Zugegeben, der Spruch „Ich sehe für mein Alter sehr fit aus“ ist so etwas wie Grasser-Eigenlob für Arme, denn von der Selbstbeschreibung des ehemaligen Finanzministers („So schön, so reich…“) ist er tatsächlich meilenweit entfernt. Dennoch ist es ganz interessant, dass FPÖ-Chef Heinz-Christian Strache mit einem ganzseitigen Interview am Boulevard letzten Sonntag einen auf Karl Heinz machte, sein eigenes Aussehen, seine Muskelmasse und seine Sportaktivitäten lobte.
Interessant nicht nur deshalb, weil er in dem Interview keine einzige sachpolitische Aussage neben den Bildern von der Art: „Der Politiker und das Model“ unterbrachte. Interessant auch deshalb, weil Straches Sager sehr stark an die Körperkult- und Optik-Zeit eines Jörg Haider erinnern (Strache: „Meine politischen Mitbewerber schauen im Vergleich zu mir jedenfalls ziemlich alt aus“).
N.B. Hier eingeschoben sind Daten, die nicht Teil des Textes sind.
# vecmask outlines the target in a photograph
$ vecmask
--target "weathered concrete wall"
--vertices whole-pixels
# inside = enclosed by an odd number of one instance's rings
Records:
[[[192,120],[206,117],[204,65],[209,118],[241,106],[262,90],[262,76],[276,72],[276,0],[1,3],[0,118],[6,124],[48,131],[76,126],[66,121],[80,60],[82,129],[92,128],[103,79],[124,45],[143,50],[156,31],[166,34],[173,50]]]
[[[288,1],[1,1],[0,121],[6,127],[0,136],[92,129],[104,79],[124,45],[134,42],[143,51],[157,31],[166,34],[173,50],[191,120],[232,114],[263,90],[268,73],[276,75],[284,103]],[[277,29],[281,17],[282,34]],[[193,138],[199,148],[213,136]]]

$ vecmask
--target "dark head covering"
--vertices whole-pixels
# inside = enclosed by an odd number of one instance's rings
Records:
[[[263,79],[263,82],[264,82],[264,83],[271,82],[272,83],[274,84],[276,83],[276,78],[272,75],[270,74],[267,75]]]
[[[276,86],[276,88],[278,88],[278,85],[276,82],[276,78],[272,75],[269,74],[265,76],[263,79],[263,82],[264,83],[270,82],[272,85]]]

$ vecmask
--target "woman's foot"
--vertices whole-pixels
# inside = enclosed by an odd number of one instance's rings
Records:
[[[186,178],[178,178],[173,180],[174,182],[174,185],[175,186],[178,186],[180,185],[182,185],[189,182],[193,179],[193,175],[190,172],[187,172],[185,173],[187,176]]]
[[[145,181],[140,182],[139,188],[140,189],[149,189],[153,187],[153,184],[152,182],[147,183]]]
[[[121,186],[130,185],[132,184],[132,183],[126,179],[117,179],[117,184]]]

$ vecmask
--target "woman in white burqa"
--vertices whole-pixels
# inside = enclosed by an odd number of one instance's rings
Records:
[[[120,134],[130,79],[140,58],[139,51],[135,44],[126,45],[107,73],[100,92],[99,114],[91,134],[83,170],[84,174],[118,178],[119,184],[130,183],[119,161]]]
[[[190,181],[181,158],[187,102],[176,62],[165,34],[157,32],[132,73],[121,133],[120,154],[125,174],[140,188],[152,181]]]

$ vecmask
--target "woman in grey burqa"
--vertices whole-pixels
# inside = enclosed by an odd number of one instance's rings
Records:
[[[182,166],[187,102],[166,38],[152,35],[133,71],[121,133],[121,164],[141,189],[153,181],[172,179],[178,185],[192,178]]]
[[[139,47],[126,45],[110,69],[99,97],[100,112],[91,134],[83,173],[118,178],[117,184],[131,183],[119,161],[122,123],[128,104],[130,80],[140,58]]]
Es könnte natürlich sein, dass auch Strache irgendwann behaupten wird, er habe dieses Interview nicht gegeben oder jedenfalls nicht so – wie andere vor ihm, weshalb man bei Zitaten aus diesem speziellen Boulevardblatt bald jedes Mal hinzufügen wird müssen: Es gilt der journalistische Vorbehalt.
Wie auch immer, interessant sind solche Strache-Auftritte auch deshalb, weil es schon seit geraumer Zeit auffällt, dass vielleicht seine Muskelmasse zugenommen hat, wie er sagt, nicht aber seine Gedankenfülle oder die politische Raffinesse. Wie kann es sein, dass jemand, der seit zehn Jahren FPÖ-Chef ist und schon zwei Mal als Wiener Bürgermeister kandidierte (heuer will er ein drittes Mal, wie er sagt), so wenig politische Muskeln zugelegt hat und noch immer den Schreier vom Dienst und den vergnügungsgetriebenen Feschak der Politik, gibt?
Wirtschaftskrise, Arbeitslosigkeit, Bildungsmisere, Föderalismus frisst Geld – für alles einen flotten Spruch auf den Lippen, aber keinen konstruktiven Satz und kein Anzeichen dafür, dass er sich nach einem Jahrzehnt FPÖ-Führung sonderlich den Kopf zerbricht.
Nun gut, man kennt das von anderen auch: Was sich einmal als Erfolgsrezept erwiesen hat, wird immer und immer wiederholt – auch wenn sich die Zeiten schon längst geändert haben und Änderungen im Verhalten und Auftreten erfordern würden. Aber mit 45 Jahren und nach so langer Zeit als Parteichef müsste man doch ein anderes politisches Repertoire zur Verfügung haben, müsste doch an der Aufgabe gewachsen sein, Substanz dazu gewonnen haben und es mit anderen Rezepten versuchen, wenn der so sehr ersehnte Erfolg durch die alten bisher nicht zu erreichen war.
Dieses Gefangensein in der früher als erfolgreich wahrgenommenen „Figur“ unterscheidet Strache von Haider. Dieser hat sich immer wieder neu erfunden. Strache aber brüllt heute noch in der gleichen Tonlage wie vor zehn Jahren – und er legt offenbar heute noch den gleichen Wert auf die immer gleichen Bilder wie früher.
Wann werden Sie erwachsen, Herr Strache?